Collection of data on plant height along the plant diversity gradient in the Jena Experiment (Main Experiment, time series since 2002)

This data set contains a time series of plant height measurements (vegetative and reproductive) from the main experiment plots of a large grassland biodiversity experiment (the Jena Experiment; see further details below). In addition, data on species specific plant heights for the main experiment are available from 2002. In the main experiment, 82 grassland plots of 20 x 20 m were established from a pool of 60 species belonging to four functional groups (grasses, legumes, tall and small herbs). In May 2002, varying numbers of plant species from this species pool were sown into the plots to create a gradient of plant species richness (1, 2, 4, 8, 16 and 60 species) and functional richness (1, 2, 3, 4 functional groups). Plots were maintained by bi-annual weeding and mowing. 1. Plant height was recorded, generally, twice a year just before biomass harvest (during peak standing biomass in late May and in late August). Methodologies of measuring height have varied somewhat over the years. In earlier year the streched plant height was measured, while in later years the standing height without streching the plant was measured. Vegetative height was measured either as the height of the highest leaf or as the length of the main axis of non-flowering plants. Regenerating height was measured either as the height of the highest flower on a plant or as the height of the main axis of flowering. Sampled plants were either randomly selected in the core area of plots or along transects in defined distances. For details refer to the description of individual years. Starting in 2006, also the plots of the management experiment, that altered mowing frequency and fertilized subplots (see further details in the general description of the Jena Experiment) were sampled. 2. Species specific plant height was recorded two times in 2002: in late July (vegetative height) and just before biomass harvest during peak standing biomass in late August (vegetative and regenerative height). For each plot and each sown species in the species pool, 3 plant individuals (if present) from the central area of the plots were randomly selected and used to measure vegetative height (non-flowering indviduals) and regenerative height (flowering individuals) as stretched height. Provided are the means over the three measuremnts per plant species per plot.

Plant height along the plant diversity gradient in the Jena Experiment (Main Experiment, year 2002)
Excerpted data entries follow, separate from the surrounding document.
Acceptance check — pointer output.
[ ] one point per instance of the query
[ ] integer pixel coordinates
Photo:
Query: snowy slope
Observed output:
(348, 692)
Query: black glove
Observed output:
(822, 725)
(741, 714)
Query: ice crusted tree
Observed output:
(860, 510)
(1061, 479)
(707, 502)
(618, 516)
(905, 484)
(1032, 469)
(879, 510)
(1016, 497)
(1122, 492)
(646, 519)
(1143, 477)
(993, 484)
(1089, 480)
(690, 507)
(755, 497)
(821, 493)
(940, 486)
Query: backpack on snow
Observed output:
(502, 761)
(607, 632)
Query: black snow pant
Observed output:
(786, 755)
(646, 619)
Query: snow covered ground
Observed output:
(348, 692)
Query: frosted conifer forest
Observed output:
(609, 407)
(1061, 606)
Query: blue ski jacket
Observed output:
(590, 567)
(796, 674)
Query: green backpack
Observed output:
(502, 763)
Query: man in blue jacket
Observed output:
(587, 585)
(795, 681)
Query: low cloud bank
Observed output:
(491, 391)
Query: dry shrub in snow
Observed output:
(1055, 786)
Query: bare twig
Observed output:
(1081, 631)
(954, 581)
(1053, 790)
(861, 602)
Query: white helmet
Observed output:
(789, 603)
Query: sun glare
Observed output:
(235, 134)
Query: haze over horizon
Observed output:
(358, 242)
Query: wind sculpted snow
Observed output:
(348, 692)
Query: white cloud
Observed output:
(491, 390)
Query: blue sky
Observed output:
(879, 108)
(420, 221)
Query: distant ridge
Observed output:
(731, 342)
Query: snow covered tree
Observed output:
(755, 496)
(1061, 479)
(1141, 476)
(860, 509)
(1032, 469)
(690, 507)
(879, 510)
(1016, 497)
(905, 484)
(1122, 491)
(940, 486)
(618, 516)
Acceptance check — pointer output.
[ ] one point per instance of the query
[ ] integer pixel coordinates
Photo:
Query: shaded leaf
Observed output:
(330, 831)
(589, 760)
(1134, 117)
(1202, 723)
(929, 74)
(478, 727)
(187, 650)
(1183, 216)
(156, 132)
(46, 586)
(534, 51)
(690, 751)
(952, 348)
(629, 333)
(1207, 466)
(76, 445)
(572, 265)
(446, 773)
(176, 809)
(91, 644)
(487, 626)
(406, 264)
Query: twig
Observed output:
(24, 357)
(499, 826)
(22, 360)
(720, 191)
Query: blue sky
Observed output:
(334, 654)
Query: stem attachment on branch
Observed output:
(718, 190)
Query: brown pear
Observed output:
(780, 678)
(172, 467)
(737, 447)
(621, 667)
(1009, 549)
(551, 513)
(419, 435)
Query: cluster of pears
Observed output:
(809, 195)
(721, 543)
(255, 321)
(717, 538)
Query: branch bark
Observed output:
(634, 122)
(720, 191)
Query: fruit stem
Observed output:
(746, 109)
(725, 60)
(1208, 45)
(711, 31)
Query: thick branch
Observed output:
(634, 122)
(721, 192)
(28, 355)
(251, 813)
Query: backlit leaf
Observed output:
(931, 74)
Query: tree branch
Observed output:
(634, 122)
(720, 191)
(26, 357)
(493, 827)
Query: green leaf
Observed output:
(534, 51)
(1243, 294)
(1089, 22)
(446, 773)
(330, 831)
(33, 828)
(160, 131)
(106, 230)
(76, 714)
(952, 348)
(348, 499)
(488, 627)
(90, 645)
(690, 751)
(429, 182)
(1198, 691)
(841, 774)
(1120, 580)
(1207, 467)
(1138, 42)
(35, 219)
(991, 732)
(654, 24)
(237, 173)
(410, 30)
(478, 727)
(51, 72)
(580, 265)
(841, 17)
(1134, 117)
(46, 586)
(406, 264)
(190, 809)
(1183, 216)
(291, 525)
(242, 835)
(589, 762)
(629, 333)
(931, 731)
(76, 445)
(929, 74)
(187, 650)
This data set contains measurements of plant height: vegetative height (non-flowering indviduals) and regenerative height (flowering individuals) in 2002 from the Main Experiment plots of a large grassland biodiversity experiment (the Jena Experiment; see further details below). In the Main Experiment, 82 grassland plots of 20 x 20 m were established from a pool of 60 species belonging to four functional groups (grasses, legumes, tall and small herbs). In May 2002, varying numbers of plant species from this species pool were sown into the plots to create a gradient of plant species richness (1, 2, 4, 8, 16 and 60 species) and functional richness (1, 2, 3, 4 functional groups). Plots were maintained by bi-annual weeding and mowing. In 2002, plant height was recorded twice a year: in late June and just before biomass harvest during peak standing biomass in late August. For 3 target plant individuals (if present) per sown species from the central area of the plots, vegetative height (non-flowering indviduals) and regenerative height (flowering individuals) were measured as stretched height. Provided are the indivdiual measurements and the mean over the measured plants per plot (in June) and the mean over the measured plants per plot (in August).